In 1988, Big was opening at the tail end of a movie year that saw three other films with “body-swapping” gimmicks: Like Father, Like Son (a dreadful farce with Kirk Cameron and Dudley Moore hamming it up), 18 Again! (with George Burns and Charlie Schlatter of tv’s Ferris Bueller), and Vice Versa (a not-bad comedy with Fred Savage and Judge Reinhold giving good performances). Only Like Father, Like Son was a hit (a year later, Dream a Little Dream, with Jason Robards swapping souls with Corey Feldman, saw a mercifully brief run in theaters). The problem with these witless concoctions is they gave older actors an excuse to broadly impersonate a clueless child and young actors an opportunity to broadly mimic adult authority figures. The original Freaky Friday did this better 10 years earlier and all of the four previously mentioned films didn’t look beyond the surface of its gimmick.
 

The first thing Big does right is that there’s no body-swapping: Josh Baskins is a 12-year boy who wishes he were “big” and finds, the next morning, that his wish came true and that he is now a fully grown adult (played by Tom Hanks).
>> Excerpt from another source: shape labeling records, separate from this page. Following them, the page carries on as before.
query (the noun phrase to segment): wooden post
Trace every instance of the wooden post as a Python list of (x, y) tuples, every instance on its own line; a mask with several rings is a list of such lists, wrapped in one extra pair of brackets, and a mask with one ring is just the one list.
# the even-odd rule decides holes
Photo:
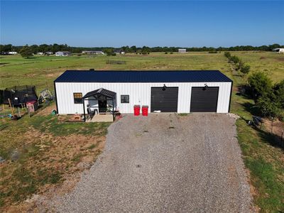
[(114, 121), (114, 100), (112, 98), (112, 121)]
[(20, 107), (18, 107), (18, 117), (21, 117), (21, 110), (20, 110)]
[(86, 115), (84, 111), (84, 99), (83, 99), (84, 121), (86, 122)]
[(15, 115), (14, 115), (14, 114), (13, 114), (13, 107), (12, 107), (12, 104), (11, 104), (11, 100), (10, 100), (10, 99), (8, 99), (8, 102), (9, 102), (9, 106), (10, 106), (11, 110), (12, 111), (13, 117), (14, 117)]

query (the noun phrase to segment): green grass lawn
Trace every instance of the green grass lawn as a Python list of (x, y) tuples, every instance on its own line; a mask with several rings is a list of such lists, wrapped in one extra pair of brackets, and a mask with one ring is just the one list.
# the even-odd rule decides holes
[[(244, 62), (249, 65), (251, 72), (266, 72), (274, 82), (284, 79), (284, 55), (283, 54), (268, 52), (231, 52), (231, 54), (239, 56)], [(126, 64), (106, 64), (107, 59), (125, 60)], [(231, 65), (224, 56), (224, 53), (216, 54), (188, 53), (167, 55), (151, 53), (148, 55), (126, 54), (112, 57), (104, 55), (40, 56), (31, 59), (23, 59), (20, 56), (1, 56), (0, 87), (3, 89), (15, 85), (34, 84), (37, 87), (38, 92), (45, 88), (49, 88), (53, 91), (53, 80), (65, 70), (90, 68), (121, 70), (219, 70), (232, 78), (234, 81), (234, 89), (231, 111), (242, 118), (236, 121), (238, 138), (245, 165), (250, 171), (251, 182), (255, 188), (254, 203), (263, 212), (284, 212), (284, 152), (283, 149), (272, 145), (273, 138), (265, 129), (259, 131), (247, 125), (246, 121), (251, 119), (252, 116), (250, 112), (251, 110), (248, 108), (249, 106), (253, 104), (253, 102), (236, 94), (236, 86), (241, 83), (241, 80), (233, 75)], [(92, 128), (97, 131), (99, 129), (106, 129), (105, 126), (84, 126), (87, 125), (86, 124), (83, 124), (83, 126), (80, 126), (82, 124), (58, 124), (52, 117), (35, 117), (31, 119), (31, 121), (24, 121), (23, 119), (23, 121), (13, 123), (11, 126), (0, 132), (1, 136), (8, 138), (7, 135), (9, 131), (14, 131), (16, 133), (14, 135), (18, 136), (16, 133), (21, 133), (21, 131), (28, 129), (27, 125), (31, 125), (40, 133), (51, 134), (55, 137), (64, 136), (74, 132), (78, 132), (78, 134), (86, 132), (88, 134), (89, 131), (92, 131)], [(26, 129), (21, 126), (18, 129), (17, 126), (23, 125), (23, 124)], [(98, 134), (100, 133), (105, 133), (98, 131)], [(8, 143), (6, 139), (4, 141)], [(91, 145), (90, 147), (94, 146)], [(9, 152), (9, 150), (4, 148), (2, 151), (4, 155)], [(75, 156), (74, 159), (76, 160), (79, 157)], [(55, 180), (54, 181), (58, 179), (56, 175), (52, 178)], [(46, 181), (50, 182), (53, 181), (52, 180), (48, 179)], [(33, 192), (33, 189), (31, 190)]]

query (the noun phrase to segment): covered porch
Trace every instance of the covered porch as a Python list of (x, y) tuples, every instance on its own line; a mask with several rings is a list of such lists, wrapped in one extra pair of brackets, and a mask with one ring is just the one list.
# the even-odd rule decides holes
[[(85, 122), (114, 121), (116, 108), (116, 92), (104, 88), (87, 93), (82, 97), (84, 121)], [(87, 104), (86, 101), (87, 101)]]

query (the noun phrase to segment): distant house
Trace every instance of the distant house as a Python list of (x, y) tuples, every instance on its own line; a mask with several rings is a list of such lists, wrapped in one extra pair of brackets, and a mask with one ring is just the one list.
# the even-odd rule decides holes
[(8, 52), (8, 54), (9, 55), (16, 55), (16, 54), (18, 54), (18, 53), (17, 52)]
[(185, 53), (186, 49), (178, 49), (178, 53)]
[(55, 56), (70, 56), (71, 53), (68, 51), (58, 51), (55, 53)]
[(48, 51), (45, 53), (45, 55), (53, 55), (53, 52)]
[(278, 53), (284, 53), (284, 48), (275, 48), (272, 50), (272, 51)]
[(82, 54), (89, 54), (89, 55), (104, 55), (103, 51), (101, 50), (83, 50)]

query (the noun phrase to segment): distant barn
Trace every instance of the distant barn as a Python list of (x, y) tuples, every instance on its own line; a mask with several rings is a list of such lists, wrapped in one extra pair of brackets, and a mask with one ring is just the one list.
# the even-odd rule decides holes
[(275, 49), (272, 50), (272, 51), (276, 52), (278, 53), (284, 53), (284, 48), (275, 48)]
[(178, 49), (178, 53), (185, 53), (186, 49)]
[(82, 54), (89, 54), (89, 55), (104, 55), (104, 52), (102, 50), (83, 50)]

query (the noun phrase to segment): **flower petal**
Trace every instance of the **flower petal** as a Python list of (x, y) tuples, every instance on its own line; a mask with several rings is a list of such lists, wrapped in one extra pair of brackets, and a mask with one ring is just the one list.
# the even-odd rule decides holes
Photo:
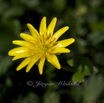
[(39, 64), (38, 64), (38, 68), (39, 68), (39, 73), (40, 74), (43, 74), (44, 62), (45, 62), (45, 56), (40, 58), (40, 61), (39, 61)]
[(31, 58), (28, 57), (26, 59), (24, 59), (21, 64), (16, 68), (17, 71), (21, 70), (23, 67), (25, 67), (29, 62), (30, 62)]
[(43, 17), (41, 20), (39, 33), (40, 35), (44, 35), (46, 33), (46, 17)]
[(21, 33), (20, 37), (23, 38), (26, 41), (34, 42), (34, 38), (31, 35), (29, 35), (29, 34)]
[(58, 41), (58, 47), (66, 47), (72, 44), (74, 41), (75, 41), (74, 38), (69, 38), (69, 39)]
[(54, 18), (52, 19), (51, 23), (50, 23), (49, 26), (48, 26), (47, 34), (53, 35), (53, 31), (54, 31), (54, 28), (55, 28), (55, 25), (56, 25), (56, 21), (57, 21), (57, 18), (54, 17)]
[(53, 50), (51, 49), (49, 52), (50, 52), (50, 53), (69, 53), (70, 50), (67, 49), (67, 48), (57, 47), (57, 48), (55, 48), (55, 49), (53, 49)]
[(47, 61), (55, 66), (57, 69), (61, 69), (60, 63), (56, 57), (56, 55), (46, 53)]
[(34, 38), (39, 35), (38, 31), (30, 23), (27, 23), (27, 27)]
[(58, 38), (59, 38), (62, 34), (64, 34), (68, 29), (69, 29), (68, 26), (59, 29), (59, 30), (53, 35), (53, 38), (55, 38), (55, 41), (57, 41)]
[(14, 49), (10, 50), (8, 52), (8, 55), (9, 56), (15, 56), (17, 54), (24, 53), (26, 51), (28, 51), (28, 48), (26, 48), (26, 47), (18, 47), (18, 48), (14, 48)]
[(23, 40), (14, 40), (12, 43), (20, 46), (25, 46), (25, 47), (28, 47), (29, 45), (29, 42), (23, 41)]
[(29, 70), (32, 68), (32, 66), (40, 59), (41, 55), (35, 55), (32, 60), (30, 61), (30, 63), (28, 64), (27, 68), (26, 68), (26, 72), (29, 72)]
[[(32, 55), (32, 54), (31, 54), (31, 55)], [(20, 59), (20, 58), (29, 57), (29, 56), (31, 56), (31, 55), (29, 55), (28, 52), (24, 52), (24, 53), (21, 53), (21, 54), (16, 55), (16, 56), (12, 59), (12, 61), (17, 60), (17, 59)]]

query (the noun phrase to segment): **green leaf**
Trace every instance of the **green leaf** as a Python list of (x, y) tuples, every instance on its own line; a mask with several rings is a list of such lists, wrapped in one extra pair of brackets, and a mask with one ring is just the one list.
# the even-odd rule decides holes
[(92, 22), (92, 23), (90, 22), (89, 25), (92, 31), (100, 31), (100, 30), (104, 31), (104, 20), (100, 20), (98, 22)]
[(79, 70), (75, 72), (72, 76), (72, 82), (83, 82), (84, 81), (84, 75), (83, 73)]
[(46, 92), (43, 96), (43, 103), (60, 103), (60, 96), (56, 92)]
[(67, 60), (67, 63), (72, 67), (74, 66), (74, 60), (73, 59)]
[(84, 76), (90, 75), (90, 71), (87, 65), (84, 67), (83, 75)]
[(12, 6), (11, 8), (8, 8), (3, 13), (3, 19), (11, 18), (11, 17), (19, 17), (23, 15), (24, 9), (21, 6)]

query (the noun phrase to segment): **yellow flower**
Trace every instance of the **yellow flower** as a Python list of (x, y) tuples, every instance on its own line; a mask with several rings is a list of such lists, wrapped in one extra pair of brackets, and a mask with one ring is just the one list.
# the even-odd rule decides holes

The second thing Big does right is in how Hanks plays the role: he’s not acting like a “kid”, but really portraying an immature 12-year old who has a body language and naivete that is authentically Junior High level. Hanks is brilliant in this, the performance that launched his career past being “that guy from Splash” into grade A projects (though he did pick some dogs, like The Bonfire of the Vanities, after this). Everyone else in the cast is excellent- Elisabeth Perkins, John Heard, Robert Loggia, Jared Rushton, David Moscow and Mercedes Ruehl give performances that compliment a tender, sweet fable about what it genuinely means to grow up. Penny Marshall’s direction is unobtrusive- she lets the performances carry the story, rather than style and directorial flourishes (though the scenes with Zoltar are authentically creepy).
 
The movie was recently re-released on DVD as Big: Extended Edition. This version adds 20-minutes to the running time (making a 104-minute movie a now 130 minute whopper). The shock is that the longer version is much better movie, a fact I don’t report lightly, as the original version is a four-star movie I have seen many times and find rather perfect. Yet, the new version is better (and both the original and longer versions come in the disc, for those who only want the initial theatrical release). The longer version of Big reveals just how packed, fast-paced and compact the ’88 version is; the longer director’s cut isn’t slower, but has more character building scenes (nothing has been cut out) and moments that not only allow the supporting cast to shine even more but better explanations for some scenes that were sort of vague to begin with. In the ’88 version, Perkins figures out Baskins’ secret by blurting out “I think a kid would…” and, therefore, makes a quick mental connection. The new extension of that scene is even better, as a funny, tell-tale moment where she asks Baskins to buy her gum has a telling punchline. There are also scenes where you learn about the troubled homelife of Baskin’s best friend (played by a scene-stealing Rushton), see more of Baskins bonding with his boss (a never warmer Loggia), more of Baskin’s tender courtship with his too-old-for-him girlfriend (a luminous Perkins) and more small but priceless moments that make the story more complete. This is one of the best Director’s Cut Special Edition DVD’s I’ve ever come across (my only complaint- the original ending, dropped after a test screening, where Perkins “joins” Hanks in returning to childhood, is nowhere to be found and not on this Special Edition).
 
Remarkably, this movie was declared a “classic” when it first popped up 20 years ago and it still is, but now, it’s even better.